Wir haben eine Verpflichtung den jüdischen Menschen gegenüber, aber keine Verpflichtung gegenüber einer Regierung, die vor den Augen der gesamten Welt einen Genozid versucht. Wir müssen jüdische Menschen vor Diskriminierung und Bedrohung schützen. Unsere historische Verantwortung gebietet uns das. Daran und an unserem Bewusstsein für die Situation der jüdischen Gemeinschaft ändert dieser Beschluss nicht das Geringste.
Die simple Tatsache der Kriegsverbrechen und Völkerrechtsverstöße der israelischen Regierung muss sagbar bleiben, ebenso wie jede weitere Kritik im Rahmen dessen, wie es sie auch für andere Staaten dieser Welt gibt.
In den Augen mancher Menschen mag mich dieser Beitrag zur Antisemitin machen, dessen bin ich mir bewusst. Immerhin habe ich nach dem Maßstab der IHRA gerade bewusst antisemitisch gehandelt.

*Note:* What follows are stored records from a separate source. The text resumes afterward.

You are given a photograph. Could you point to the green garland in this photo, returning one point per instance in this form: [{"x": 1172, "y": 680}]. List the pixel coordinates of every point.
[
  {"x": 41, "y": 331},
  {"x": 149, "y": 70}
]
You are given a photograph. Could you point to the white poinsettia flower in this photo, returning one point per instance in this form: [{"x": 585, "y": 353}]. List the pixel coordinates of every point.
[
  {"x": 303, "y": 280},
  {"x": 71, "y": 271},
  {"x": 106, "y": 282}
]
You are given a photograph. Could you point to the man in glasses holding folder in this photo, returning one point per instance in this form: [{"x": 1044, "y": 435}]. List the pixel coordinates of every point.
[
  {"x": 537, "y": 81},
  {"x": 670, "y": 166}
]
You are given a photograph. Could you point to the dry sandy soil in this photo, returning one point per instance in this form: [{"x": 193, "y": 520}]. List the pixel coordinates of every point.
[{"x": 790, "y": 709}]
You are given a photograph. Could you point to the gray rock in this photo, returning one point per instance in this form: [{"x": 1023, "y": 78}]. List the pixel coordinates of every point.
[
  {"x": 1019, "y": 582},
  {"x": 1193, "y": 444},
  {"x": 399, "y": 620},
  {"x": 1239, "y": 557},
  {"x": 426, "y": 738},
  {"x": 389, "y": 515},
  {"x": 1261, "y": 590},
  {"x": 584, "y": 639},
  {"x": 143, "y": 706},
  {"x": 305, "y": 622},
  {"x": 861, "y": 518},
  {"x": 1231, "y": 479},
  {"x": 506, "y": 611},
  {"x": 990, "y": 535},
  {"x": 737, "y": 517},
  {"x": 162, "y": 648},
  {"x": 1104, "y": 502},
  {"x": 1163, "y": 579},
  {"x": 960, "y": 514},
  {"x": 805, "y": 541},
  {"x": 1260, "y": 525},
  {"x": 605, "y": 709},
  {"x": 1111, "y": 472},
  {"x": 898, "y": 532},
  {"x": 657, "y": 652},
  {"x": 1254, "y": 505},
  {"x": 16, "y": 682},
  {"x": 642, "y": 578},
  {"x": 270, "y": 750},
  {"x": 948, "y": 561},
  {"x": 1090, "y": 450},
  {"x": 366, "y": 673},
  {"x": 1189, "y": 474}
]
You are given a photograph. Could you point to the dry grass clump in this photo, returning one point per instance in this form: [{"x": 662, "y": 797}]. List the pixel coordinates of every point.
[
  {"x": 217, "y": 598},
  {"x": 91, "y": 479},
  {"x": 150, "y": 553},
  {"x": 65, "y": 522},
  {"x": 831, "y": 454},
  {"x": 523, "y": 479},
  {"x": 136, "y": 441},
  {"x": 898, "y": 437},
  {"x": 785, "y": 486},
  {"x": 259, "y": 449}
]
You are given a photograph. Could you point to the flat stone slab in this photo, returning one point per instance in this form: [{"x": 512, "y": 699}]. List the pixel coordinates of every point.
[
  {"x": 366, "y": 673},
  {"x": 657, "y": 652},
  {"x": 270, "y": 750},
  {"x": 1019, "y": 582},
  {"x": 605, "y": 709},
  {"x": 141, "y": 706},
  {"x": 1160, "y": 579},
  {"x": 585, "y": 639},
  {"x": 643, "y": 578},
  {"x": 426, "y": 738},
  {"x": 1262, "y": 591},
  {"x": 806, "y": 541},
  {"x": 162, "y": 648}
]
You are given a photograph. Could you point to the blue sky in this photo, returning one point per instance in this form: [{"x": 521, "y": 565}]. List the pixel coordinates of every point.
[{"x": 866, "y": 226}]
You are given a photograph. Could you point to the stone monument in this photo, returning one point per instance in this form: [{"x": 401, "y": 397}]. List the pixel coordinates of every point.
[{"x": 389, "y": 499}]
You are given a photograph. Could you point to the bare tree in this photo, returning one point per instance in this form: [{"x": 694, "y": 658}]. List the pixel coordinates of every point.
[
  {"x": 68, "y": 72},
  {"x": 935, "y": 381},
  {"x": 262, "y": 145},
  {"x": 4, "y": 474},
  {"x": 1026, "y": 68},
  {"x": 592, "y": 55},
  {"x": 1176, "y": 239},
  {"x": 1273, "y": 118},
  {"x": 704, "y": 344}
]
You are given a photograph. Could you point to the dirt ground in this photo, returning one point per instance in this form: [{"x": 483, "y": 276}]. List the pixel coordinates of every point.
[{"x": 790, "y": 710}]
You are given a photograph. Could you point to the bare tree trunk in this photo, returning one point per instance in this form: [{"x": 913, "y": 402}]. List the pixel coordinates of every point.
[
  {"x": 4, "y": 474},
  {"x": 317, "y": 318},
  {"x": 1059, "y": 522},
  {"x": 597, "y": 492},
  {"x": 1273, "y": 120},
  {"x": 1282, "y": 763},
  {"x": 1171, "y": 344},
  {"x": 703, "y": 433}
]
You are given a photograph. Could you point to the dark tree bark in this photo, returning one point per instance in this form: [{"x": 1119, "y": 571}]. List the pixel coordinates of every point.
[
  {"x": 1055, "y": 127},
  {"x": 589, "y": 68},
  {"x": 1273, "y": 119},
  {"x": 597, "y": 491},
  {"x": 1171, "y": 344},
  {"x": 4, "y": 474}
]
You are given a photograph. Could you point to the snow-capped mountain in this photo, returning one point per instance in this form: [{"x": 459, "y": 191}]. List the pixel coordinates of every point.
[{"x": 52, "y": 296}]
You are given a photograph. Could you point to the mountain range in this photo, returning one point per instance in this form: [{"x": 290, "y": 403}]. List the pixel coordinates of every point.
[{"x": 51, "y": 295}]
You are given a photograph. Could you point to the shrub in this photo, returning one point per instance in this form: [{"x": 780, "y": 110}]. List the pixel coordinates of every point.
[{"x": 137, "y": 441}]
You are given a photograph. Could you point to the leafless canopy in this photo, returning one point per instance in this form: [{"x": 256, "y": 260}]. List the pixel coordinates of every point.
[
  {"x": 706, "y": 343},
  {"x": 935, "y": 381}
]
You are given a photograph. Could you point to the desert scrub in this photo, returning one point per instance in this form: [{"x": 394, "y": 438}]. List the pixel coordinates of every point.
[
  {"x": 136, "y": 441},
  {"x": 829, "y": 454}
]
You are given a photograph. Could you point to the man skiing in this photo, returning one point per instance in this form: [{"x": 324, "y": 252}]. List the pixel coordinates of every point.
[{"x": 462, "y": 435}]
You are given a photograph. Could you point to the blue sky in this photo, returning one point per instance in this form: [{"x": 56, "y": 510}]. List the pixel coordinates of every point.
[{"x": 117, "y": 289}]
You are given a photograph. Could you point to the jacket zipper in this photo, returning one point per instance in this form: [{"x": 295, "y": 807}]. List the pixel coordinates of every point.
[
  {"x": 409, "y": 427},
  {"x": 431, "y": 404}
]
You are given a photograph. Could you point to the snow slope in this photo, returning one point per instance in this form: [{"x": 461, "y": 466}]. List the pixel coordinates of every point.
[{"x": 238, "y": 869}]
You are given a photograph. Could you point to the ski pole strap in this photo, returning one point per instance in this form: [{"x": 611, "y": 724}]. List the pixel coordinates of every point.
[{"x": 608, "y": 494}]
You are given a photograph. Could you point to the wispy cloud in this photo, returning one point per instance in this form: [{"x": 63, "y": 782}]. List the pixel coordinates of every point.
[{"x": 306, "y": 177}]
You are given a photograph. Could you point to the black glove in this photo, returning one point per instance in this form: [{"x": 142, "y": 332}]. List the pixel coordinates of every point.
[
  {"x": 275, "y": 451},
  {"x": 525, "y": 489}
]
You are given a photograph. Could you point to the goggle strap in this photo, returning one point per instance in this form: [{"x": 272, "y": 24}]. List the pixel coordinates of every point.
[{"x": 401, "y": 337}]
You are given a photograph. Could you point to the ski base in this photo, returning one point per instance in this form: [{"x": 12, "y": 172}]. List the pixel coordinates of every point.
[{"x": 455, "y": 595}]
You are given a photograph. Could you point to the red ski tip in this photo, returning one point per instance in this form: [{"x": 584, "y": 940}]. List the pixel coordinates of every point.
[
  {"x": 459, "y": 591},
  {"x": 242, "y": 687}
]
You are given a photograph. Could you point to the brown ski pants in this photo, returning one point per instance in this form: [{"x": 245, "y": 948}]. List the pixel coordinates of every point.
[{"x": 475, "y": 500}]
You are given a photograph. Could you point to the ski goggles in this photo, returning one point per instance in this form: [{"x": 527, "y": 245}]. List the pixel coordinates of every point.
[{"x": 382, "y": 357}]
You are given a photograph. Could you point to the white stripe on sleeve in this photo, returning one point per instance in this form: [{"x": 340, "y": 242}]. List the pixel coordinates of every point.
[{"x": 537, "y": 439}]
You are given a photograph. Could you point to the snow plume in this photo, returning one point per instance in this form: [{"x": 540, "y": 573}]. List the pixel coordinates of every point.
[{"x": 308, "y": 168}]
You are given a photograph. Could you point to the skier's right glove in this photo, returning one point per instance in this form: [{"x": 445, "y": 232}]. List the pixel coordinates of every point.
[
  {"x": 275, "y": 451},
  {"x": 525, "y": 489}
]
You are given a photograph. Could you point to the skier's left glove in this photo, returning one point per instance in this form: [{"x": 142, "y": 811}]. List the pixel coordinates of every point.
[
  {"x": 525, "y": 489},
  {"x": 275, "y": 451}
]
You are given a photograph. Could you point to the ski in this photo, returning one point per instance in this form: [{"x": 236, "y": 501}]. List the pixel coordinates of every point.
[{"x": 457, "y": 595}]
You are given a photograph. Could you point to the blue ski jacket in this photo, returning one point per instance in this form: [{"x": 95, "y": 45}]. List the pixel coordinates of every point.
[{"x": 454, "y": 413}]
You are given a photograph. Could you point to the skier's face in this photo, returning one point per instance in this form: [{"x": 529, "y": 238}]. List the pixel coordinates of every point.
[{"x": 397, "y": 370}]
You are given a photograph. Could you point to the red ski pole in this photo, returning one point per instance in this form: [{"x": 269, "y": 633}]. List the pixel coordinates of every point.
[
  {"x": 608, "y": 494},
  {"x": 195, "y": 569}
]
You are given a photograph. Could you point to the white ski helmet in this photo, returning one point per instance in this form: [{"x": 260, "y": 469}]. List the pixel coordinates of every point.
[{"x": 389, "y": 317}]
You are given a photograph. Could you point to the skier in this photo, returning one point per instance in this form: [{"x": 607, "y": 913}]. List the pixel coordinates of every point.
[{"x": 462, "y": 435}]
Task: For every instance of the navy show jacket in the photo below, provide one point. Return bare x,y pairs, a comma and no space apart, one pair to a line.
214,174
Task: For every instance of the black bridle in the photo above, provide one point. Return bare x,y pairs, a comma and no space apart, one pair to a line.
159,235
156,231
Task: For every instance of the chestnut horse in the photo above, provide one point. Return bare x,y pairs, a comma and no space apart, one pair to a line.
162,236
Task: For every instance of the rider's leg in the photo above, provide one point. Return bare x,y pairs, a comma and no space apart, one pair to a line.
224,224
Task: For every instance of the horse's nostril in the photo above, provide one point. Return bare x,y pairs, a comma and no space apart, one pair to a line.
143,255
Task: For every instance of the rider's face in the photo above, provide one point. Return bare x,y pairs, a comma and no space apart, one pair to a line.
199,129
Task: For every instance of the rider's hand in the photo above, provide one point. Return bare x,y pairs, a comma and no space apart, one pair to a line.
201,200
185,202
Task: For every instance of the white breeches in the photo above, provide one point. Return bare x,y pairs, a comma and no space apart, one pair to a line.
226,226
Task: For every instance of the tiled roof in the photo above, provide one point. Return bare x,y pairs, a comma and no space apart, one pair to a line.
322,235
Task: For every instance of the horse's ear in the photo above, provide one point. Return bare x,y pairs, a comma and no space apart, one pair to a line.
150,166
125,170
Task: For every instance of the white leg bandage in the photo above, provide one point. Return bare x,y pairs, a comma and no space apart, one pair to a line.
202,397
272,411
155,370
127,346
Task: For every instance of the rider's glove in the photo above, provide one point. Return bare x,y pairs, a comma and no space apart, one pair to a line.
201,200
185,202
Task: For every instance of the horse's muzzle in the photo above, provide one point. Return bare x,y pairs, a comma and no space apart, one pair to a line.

Doch wären nach der IHRA-Definition auch Esther Bejarano, Hannah Arendt, Eva Illouz und sehr viele weitere jüdische Menschen, die sich pro Palästina äußern oder gegen die israelische Regierung stellen ebenfalls lupenrein antisemitisch. Ich möchte mich übrigens nicht mit diesen Menschen vergleichen, nur um das deutlich zu machen.
Letztlich müssen sich die Menschen, die der IHRA-Definition folgen, selbst die Frage beantworten, ob die Gleichsetzung aller jüdischen Menschen mit dem Staat Israel nicht antisemitisch ist. Ebenso muss die Frage erlaubt sein, ob es eine legitime Handlung darstellt, jüdische Menschen als Verräter*innen und antisemitisch zu brandmarken, sie in bessere und schlechtere jüdische Menschen zu unterteilen oder ihnen den Mund zu verbieten, wenn sie den israelischen Staat kritisieren?
Wir haben als Partei eine Antwort auf diese Fragen gefunden. Es ist eine Antwort, die ich guten Gewissens unterstütze.